Stuart_Armstrong comments on Domesticating reduced impact AIs - Less Wrong

9 Post author: Stuart_Armstrong 14 February 2013 04:59PM

You are viewing a comment permalink. View the original post to see all comments and the full post content.

Comments (104)

You are viewing a single comment's thread. Show more comments above.

Comment author: Eliezer_Yudkowsky 17 February 2013 04:56:44AM 0 points [-]

Even invalidating a proof doesn't automatically mean the outcome is the opposite of the proof. The key question is whether there's a cognitive search process actively looking for a way to exploit the flaws in a cage. An FAI isn't looking for ways to stop being Friendly, quite the opposite. More to the point, it's not actively looking for a way to make its servers or any other accessed machinery disobey the previously modeled laws of physics in a way that modifies its preferences despite the proof system. Any time you have a system which sets that up as an instrumental goal you must've done the Wrong Thing from an FAI perspective. In other words, there's no super-clever being doing a cognitive search for a way to force an invalidating behavior - that's the key difference.

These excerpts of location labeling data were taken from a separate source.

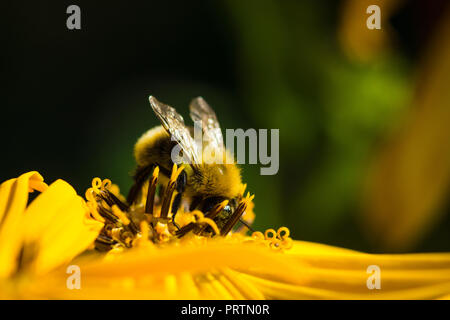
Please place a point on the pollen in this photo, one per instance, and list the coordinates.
(150, 220)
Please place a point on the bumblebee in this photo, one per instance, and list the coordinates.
(203, 184)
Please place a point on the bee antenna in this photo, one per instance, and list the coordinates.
(246, 224)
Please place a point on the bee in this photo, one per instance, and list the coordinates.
(202, 184)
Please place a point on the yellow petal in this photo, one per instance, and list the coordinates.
(13, 201)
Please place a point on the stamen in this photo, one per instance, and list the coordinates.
(96, 184)
(211, 215)
(121, 215)
(168, 197)
(242, 206)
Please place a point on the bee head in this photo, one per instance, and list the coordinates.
(217, 180)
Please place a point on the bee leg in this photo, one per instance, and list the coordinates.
(141, 174)
(181, 185)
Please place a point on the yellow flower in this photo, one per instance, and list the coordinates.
(157, 263)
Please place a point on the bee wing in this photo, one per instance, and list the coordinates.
(201, 111)
(173, 122)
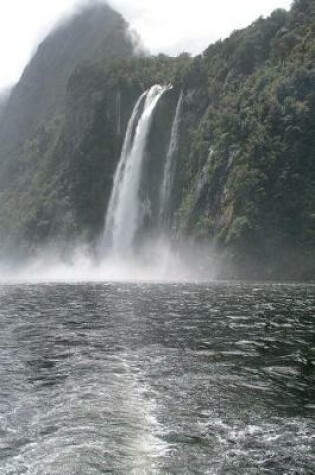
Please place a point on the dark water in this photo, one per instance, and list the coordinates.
(157, 379)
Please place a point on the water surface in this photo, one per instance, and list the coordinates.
(157, 379)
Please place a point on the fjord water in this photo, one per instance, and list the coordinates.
(156, 379)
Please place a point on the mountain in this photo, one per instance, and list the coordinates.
(245, 163)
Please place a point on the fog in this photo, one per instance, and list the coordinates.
(157, 261)
(24, 24)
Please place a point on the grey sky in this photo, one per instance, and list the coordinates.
(169, 26)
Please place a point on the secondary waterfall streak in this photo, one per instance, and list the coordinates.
(123, 215)
(168, 175)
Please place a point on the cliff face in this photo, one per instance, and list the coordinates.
(245, 163)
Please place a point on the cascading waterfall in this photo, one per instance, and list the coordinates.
(124, 210)
(169, 167)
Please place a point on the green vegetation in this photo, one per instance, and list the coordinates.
(245, 173)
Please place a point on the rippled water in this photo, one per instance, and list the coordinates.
(157, 379)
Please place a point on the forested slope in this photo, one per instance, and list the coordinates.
(245, 165)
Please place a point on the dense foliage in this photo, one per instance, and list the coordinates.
(245, 166)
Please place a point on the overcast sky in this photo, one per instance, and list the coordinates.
(169, 26)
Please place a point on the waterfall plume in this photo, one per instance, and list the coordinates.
(169, 168)
(123, 216)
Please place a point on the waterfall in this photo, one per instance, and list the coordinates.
(123, 216)
(168, 174)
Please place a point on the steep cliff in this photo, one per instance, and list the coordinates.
(244, 176)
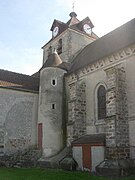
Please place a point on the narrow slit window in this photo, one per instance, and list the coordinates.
(53, 106)
(101, 95)
(54, 82)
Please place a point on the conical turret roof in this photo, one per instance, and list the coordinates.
(53, 60)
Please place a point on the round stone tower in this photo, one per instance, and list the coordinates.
(50, 122)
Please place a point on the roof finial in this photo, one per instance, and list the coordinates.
(73, 14)
(73, 7)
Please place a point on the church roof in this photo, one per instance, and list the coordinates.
(18, 81)
(106, 45)
(52, 61)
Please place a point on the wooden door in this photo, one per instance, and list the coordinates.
(86, 152)
(40, 135)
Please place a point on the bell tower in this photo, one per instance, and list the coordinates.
(69, 38)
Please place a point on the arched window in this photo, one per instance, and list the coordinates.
(59, 50)
(101, 98)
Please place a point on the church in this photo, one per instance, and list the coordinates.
(83, 97)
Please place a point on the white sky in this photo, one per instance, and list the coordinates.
(25, 26)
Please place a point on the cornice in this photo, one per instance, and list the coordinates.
(112, 59)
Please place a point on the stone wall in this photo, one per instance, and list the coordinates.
(18, 120)
(76, 126)
(117, 128)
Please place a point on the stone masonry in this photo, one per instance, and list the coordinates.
(117, 129)
(76, 126)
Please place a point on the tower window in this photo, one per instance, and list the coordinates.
(49, 51)
(54, 82)
(53, 106)
(101, 97)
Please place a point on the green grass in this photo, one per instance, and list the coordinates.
(42, 174)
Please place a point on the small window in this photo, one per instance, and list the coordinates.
(101, 97)
(54, 82)
(49, 51)
(53, 106)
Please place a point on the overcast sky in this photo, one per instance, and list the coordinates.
(25, 26)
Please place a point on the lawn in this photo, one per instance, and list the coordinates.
(42, 174)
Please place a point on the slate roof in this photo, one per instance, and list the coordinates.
(18, 81)
(91, 139)
(106, 45)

Comment author: Stuart_Armstrong 18 February 2013 01:14:34PM 0 points [-]

The problem is that it's a utility maximiser. If the ontology crises causes the FAI's goals to slide a bit in the wrong direction, it may end up optimising us out of existence (even if "happy humans with worthwhile and exciting lives" is still high in its preference ordering, it might not be at the top).

Comment author: Eliezer_Yudkowsky 18 February 2013 05:52:17PM 1 point [-]

This is a uniform problem among all AIs. Avoiding it is very hard. That is why such a thing as the discipline of Friendly AI exists in the first place. You do, in fact, have to specify the preference ordering sufficiently well and keep it sufficiently stable.

Stepping down from maximization is also necessary just because actual maximization is undoable, but then that also has to be kept stable (satisficers may become maximizers, etc.) and if there's something above eudaimonia in its preference ordering it might not take very much 'work' to bring it into existence.